Dividend yield was estimated to remain at zero with a risk free interest
rate of 5.80, 4.95 and 6.70 percent in 1997, 1998 and 1999, respectively.
Expected life ranged from 1 to 10 years based on prior experience depending
on the vesting periods involved and the make up of participating employees.
The aggregate fair value of options granted during 1997 and 1998 under the
Stock Option Plan were $136,000 and $527,000, respectively. No options were
issued under the Stock Option Plan in 1999. Under the Non-Employee
Director's Stock Option Plan the aggregate fair value of options granted
during 1997, 1998 and 1999 were $74,000, $71,000 and $58,000, respectively.

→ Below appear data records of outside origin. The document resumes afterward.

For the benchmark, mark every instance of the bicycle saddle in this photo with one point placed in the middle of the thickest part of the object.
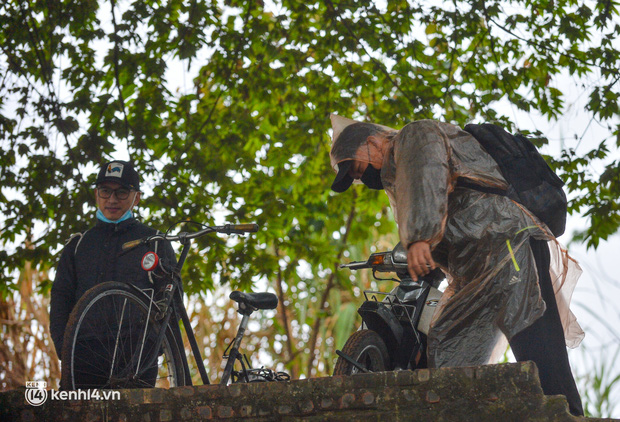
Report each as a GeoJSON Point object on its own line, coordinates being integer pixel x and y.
{"type": "Point", "coordinates": [264, 300]}
{"type": "Point", "coordinates": [399, 256]}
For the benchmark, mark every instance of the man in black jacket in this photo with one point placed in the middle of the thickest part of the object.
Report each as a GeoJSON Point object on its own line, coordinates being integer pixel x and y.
{"type": "Point", "coordinates": [93, 257]}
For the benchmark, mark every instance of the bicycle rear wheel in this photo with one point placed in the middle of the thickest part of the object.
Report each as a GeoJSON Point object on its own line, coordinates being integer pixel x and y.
{"type": "Point", "coordinates": [109, 341]}
{"type": "Point", "coordinates": [366, 348]}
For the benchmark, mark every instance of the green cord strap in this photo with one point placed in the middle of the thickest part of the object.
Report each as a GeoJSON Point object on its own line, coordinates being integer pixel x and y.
{"type": "Point", "coordinates": [512, 255]}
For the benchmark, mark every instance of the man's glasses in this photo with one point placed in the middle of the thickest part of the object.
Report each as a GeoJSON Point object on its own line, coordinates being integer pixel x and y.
{"type": "Point", "coordinates": [120, 193]}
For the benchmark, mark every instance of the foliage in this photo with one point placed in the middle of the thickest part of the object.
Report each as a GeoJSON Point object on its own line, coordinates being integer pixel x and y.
{"type": "Point", "coordinates": [599, 384]}
{"type": "Point", "coordinates": [247, 139]}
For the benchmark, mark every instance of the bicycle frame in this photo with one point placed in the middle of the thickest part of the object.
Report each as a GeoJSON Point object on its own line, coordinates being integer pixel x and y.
{"type": "Point", "coordinates": [173, 303]}
{"type": "Point", "coordinates": [400, 317]}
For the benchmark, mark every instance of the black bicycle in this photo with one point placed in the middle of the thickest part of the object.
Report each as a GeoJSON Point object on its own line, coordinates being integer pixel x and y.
{"type": "Point", "coordinates": [121, 336]}
{"type": "Point", "coordinates": [394, 324]}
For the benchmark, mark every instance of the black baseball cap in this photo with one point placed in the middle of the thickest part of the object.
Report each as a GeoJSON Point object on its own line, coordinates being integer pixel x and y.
{"type": "Point", "coordinates": [121, 172]}
{"type": "Point", "coordinates": [343, 180]}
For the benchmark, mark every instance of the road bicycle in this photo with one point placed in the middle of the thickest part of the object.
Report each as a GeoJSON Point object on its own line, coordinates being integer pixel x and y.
{"type": "Point", "coordinates": [121, 336]}
{"type": "Point", "coordinates": [394, 329]}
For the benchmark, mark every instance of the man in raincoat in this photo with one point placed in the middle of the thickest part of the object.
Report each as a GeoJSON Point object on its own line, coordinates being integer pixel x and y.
{"type": "Point", "coordinates": [493, 250]}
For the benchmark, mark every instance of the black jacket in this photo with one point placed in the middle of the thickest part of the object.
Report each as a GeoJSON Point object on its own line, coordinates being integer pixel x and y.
{"type": "Point", "coordinates": [93, 258]}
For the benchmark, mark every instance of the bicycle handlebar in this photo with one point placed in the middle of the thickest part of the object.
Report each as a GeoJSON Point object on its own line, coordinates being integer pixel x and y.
{"type": "Point", "coordinates": [226, 229]}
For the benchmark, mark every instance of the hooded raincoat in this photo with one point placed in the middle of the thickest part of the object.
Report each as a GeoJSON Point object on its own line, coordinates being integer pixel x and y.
{"type": "Point", "coordinates": [480, 240]}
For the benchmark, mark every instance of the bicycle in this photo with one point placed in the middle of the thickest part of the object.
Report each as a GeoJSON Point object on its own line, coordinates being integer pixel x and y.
{"type": "Point", "coordinates": [394, 330]}
{"type": "Point", "coordinates": [142, 346]}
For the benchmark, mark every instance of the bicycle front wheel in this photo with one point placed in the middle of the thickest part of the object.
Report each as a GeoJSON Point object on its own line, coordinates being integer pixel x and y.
{"type": "Point", "coordinates": [110, 340]}
{"type": "Point", "coordinates": [366, 348]}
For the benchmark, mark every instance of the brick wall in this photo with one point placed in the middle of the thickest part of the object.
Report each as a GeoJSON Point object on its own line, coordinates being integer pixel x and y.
{"type": "Point", "coordinates": [509, 392]}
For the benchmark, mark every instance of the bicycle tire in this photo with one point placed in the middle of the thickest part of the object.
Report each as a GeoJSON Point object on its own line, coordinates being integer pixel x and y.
{"type": "Point", "coordinates": [91, 359]}
{"type": "Point", "coordinates": [368, 349]}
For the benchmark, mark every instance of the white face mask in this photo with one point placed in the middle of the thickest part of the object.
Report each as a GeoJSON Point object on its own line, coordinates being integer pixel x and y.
{"type": "Point", "coordinates": [128, 214]}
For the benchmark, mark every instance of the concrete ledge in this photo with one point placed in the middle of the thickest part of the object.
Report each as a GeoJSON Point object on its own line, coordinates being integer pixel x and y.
{"type": "Point", "coordinates": [508, 392]}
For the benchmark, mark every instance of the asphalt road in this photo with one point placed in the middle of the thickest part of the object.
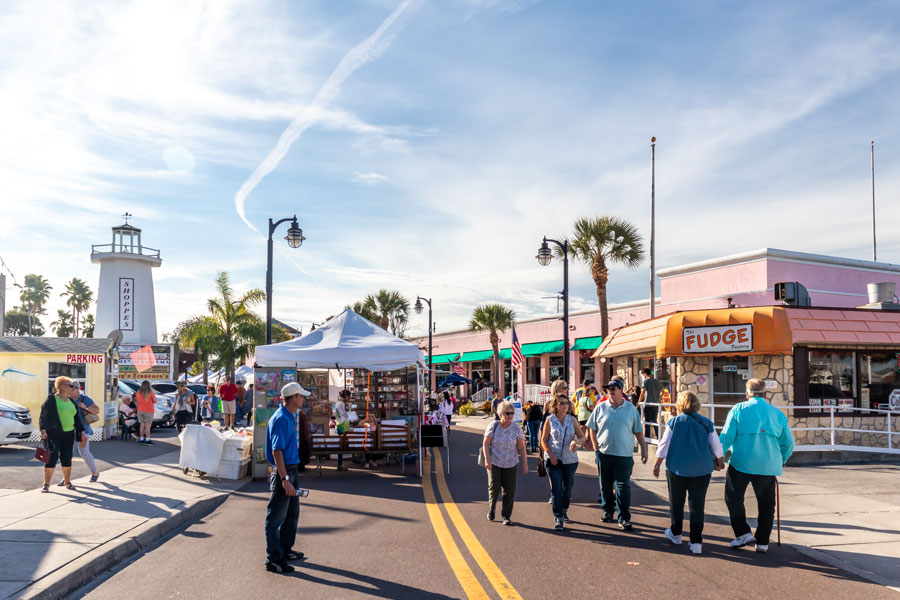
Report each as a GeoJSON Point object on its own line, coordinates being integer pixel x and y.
{"type": "Point", "coordinates": [19, 470]}
{"type": "Point", "coordinates": [369, 535]}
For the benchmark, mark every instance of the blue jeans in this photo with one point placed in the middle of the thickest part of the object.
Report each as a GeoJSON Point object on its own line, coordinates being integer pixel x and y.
{"type": "Point", "coordinates": [562, 477]}
{"type": "Point", "coordinates": [615, 471]}
{"type": "Point", "coordinates": [282, 515]}
{"type": "Point", "coordinates": [534, 431]}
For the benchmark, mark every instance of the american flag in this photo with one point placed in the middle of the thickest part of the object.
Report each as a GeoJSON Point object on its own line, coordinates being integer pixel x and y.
{"type": "Point", "coordinates": [517, 358]}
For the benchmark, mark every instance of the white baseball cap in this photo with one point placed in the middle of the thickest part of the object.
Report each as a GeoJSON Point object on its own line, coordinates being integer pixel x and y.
{"type": "Point", "coordinates": [292, 389]}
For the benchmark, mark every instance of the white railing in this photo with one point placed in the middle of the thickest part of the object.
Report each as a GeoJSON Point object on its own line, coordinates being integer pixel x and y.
{"type": "Point", "coordinates": [538, 394]}
{"type": "Point", "coordinates": [880, 440]}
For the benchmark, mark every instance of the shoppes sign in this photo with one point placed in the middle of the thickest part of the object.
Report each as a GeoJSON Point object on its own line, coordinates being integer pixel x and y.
{"type": "Point", "coordinates": [722, 339]}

     Under Unit's 401(k) Employee Thrift Plan, employees who meet specified
service requirements may contribute a percentage of their total
compensation, up to a specified maximum, to the plan.  Each employee's
contribution, up to a specified maximum, may be matched by Unit in full or
on a partial basis.  The Company made discretionary contributions under the
plan of 23,892, 46,892 and 105,819 shares of common stock and recognized
expense of $329,000, $536,000 and $464,000 in 1997, 1998 and 1999,
respectively.











                                    57


     Unit provides a salary deferral plan ("Deferral Plan") which allows
participants to defer the recognition of salary for income tax purposes
until actual distribution of benefits which occurs at either termination of
employment, death or certain defined unforeseeable emergency hardships.
Funds set aside in a trust to satisfy Unit's obligation under the Deferral
Plan at December 31, 1998 and 1999 totaled $1,035,000 and $1,165,000,
respectively.  Unit recognizes payroll expense and records a liability at
the time of deferral.

     Effective January 1, 1997, Unit adopted a separation benefit plan
("Separation Plan"). The Separation Plan allows eligible employees whose
employment with Unit is involuntarily terminated or, in the case of an
employee who has completed 20 years of service, voluntarily or
involuntarily terminated, to receive benefits equivalent to 4 week's salary
for every whole year of service completed with Unit up to a maximum of 104
weeks.  Benefits received under the Separation Plan will be reduced by the
amount of any other benefits received from other disability or severance
plans, which may be in effect during the payment period.  To receive
payments the recipient must waive any claims against Unit in exchange for
receiving the separation benefits.  On October 28, 1997, Unit adopted a
Separation Benefit Plan for Senior Management ("Senior Plan").  The Senior
Plan provides certain officers and key executives of Unit with benefits
generally equivalent to the Separation Plan.  The Compensation Committee of
the Board of Directors has absolute discretion in the selection of the
individuals covered in this plan.  Unit recognized expense of $577,000 and
$502,000 in 1998 and 1999, respectively, for benefits associated with
anticipated payments from both separation plans.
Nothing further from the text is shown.